For me, the fight is all about R&D: who is inventing the better alternatives? All the forbidding and taxing of fossil won't do a damn thing except raise prices, unless green alternatives are invented. What are all countries contributing to battery, wind, solar, and nuclear R&D?
You're quite a few years out of date. Sure, I'll be pleased to see R&D in these things continue. But if all R&D on climate-related technologies stopped today, we have the technology NOW to get the job done. Solar works NOW. Wind works NOW. Batteries work NOW, and will continue to drop in price just from increases in manufacturing efficiency as production continues to increase, even if the technological advances currently being researched never materialize. Nuclear . . . um . . . is ridiculously expensive and problematic in other ways NOW, and R&D seems just to be delivering more of the same, so more R&D on it is largely irrelevant.
It would be nice for there to be more research into solar, wind, batteries, and for that matter geothermal and wave power. But we have the technologies; the main fight is not currently about R&D, it's about implementation. Building the solar and wind farms with the battery backup, building the transit systems, retrofitting homes and industry to use electrical heating and manufacturing techniques, mandating the electric vehicles, all that stuff . . . right now we need to be DOING things much more than researching them. And much of that doing, or at a minimum the regulating, subsidizing and so forth that push them into being done, must come from government.

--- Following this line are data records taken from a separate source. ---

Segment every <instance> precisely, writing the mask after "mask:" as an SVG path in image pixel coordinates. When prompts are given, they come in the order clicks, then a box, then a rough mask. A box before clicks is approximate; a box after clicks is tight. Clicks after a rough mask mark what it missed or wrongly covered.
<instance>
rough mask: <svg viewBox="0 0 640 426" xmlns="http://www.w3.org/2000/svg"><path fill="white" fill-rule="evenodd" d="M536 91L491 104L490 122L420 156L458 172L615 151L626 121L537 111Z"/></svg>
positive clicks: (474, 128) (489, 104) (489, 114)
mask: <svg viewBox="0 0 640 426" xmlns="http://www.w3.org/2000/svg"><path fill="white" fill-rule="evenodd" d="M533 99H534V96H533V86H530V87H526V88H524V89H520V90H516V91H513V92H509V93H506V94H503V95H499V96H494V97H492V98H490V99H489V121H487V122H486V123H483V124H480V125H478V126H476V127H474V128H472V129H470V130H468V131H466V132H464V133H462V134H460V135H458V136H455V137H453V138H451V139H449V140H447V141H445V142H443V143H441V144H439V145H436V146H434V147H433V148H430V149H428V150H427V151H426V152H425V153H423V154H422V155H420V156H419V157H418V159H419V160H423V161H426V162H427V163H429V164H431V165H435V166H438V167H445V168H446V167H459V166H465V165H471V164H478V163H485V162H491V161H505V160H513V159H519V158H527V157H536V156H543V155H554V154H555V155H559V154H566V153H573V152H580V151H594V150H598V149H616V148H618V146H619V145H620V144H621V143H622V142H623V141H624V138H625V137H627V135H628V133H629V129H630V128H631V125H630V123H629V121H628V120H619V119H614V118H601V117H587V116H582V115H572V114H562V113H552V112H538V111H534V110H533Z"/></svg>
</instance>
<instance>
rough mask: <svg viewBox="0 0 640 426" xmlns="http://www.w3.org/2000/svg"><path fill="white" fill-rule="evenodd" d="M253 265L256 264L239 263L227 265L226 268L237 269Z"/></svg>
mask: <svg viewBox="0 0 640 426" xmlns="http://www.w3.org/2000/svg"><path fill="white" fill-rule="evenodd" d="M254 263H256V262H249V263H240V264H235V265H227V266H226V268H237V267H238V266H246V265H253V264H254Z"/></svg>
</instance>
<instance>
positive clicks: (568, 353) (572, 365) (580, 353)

There are relative edge cases where existing technology doesn't get the job done--air travel, for example. But for the most part, that's not the case--even steel, for instance, can be made without burning coal (although you still need to get a bit of carbon into the iron, you don't have to burn that carbon to heat the metal), it's just not a mature, cheap technology yet. If we had to make expensive steel to get it to zero emissions, we could.
So at this point talking as if the main event is R&D amounts to obstructionism. It's saying we should kick the can down the road, do some more studies, pretend we have no usable technologies yet to have an excuse to do little until some day in the future when the R&D has been sufficient.